Decentralized lending platform Aave (AAVE) has launched its permissioned lending and liquidity service Aave Arc to help institutions participate in regulation-compliant decentralized finance.
As opposed to its permissionless cross-chain counterparts on the platform, Aave Arc is a permissioned liquidity pool specifically designed for institutions to maintain regulatory compliance in the decentralized finance (DeFi) space.
The first of 30 entities lined up for the whitelist for Aave Arc was Fireblocks, the institutional digital asset custodian. It explained in a Wednesday announcement the pool “enables whitelisted institutions to securely participate in DeFi as liquidity suppliers and borrowers.”
Users of Aave Arc must perform due diligence procedures such as Know Your Customer/ Anti-Money Laundering (KYC/AML) in order to gain access.
Slides from Aave’s first reveal of the permissioned pool in July 2021.
Fireblocks also serves as a whitelisting agent for Aave Arc, ensuring other institutions that wish to join the permission pool perform KYC/AML requirements. Aave cannot perform this task, itself, because it is not a regulated entity such as a bank or other traditional financial institution.

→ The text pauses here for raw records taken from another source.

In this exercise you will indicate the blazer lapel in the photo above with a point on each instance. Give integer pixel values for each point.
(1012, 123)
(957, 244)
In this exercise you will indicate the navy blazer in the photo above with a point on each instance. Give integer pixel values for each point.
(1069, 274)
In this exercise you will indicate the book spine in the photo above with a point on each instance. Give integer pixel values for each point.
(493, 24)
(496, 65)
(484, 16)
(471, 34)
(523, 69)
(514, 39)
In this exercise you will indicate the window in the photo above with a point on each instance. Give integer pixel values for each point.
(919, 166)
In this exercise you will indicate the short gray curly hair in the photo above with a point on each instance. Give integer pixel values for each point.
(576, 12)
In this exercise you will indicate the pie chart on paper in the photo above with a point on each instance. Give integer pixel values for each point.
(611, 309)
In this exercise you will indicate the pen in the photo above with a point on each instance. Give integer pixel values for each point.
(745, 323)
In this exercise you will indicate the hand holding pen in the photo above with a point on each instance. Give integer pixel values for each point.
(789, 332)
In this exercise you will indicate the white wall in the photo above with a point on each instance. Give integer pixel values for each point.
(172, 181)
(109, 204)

As the whitelisting agent, Fireblocks has already approved “30 licensed financial institutions to participate on Aave Arc as suppliers, borrowers and liquidators.”
Among some of the whitelisted entities are Anubi Digital, Canvas Digital, CoinShares, GSR and crypto yield aggregator Celsius.
Related: SBF ‘optimistic’ about institutional crypto adoption in 2022
Aave’s new permissioned liquidity pool aims to onboard more institutions to the burgeoning DeFi space that has $133 billion in total value locked (TVL) as of the time of writing. That TVL has grown 4.5 times since Jan. 10 of 2021, according to DappRadar.
While institutions began purchasing cryptocurrency in increasingly sizable portions in 2021, most remained skittish about dabbling in DeFi due to compliance hurdles and regulatory uncertainty.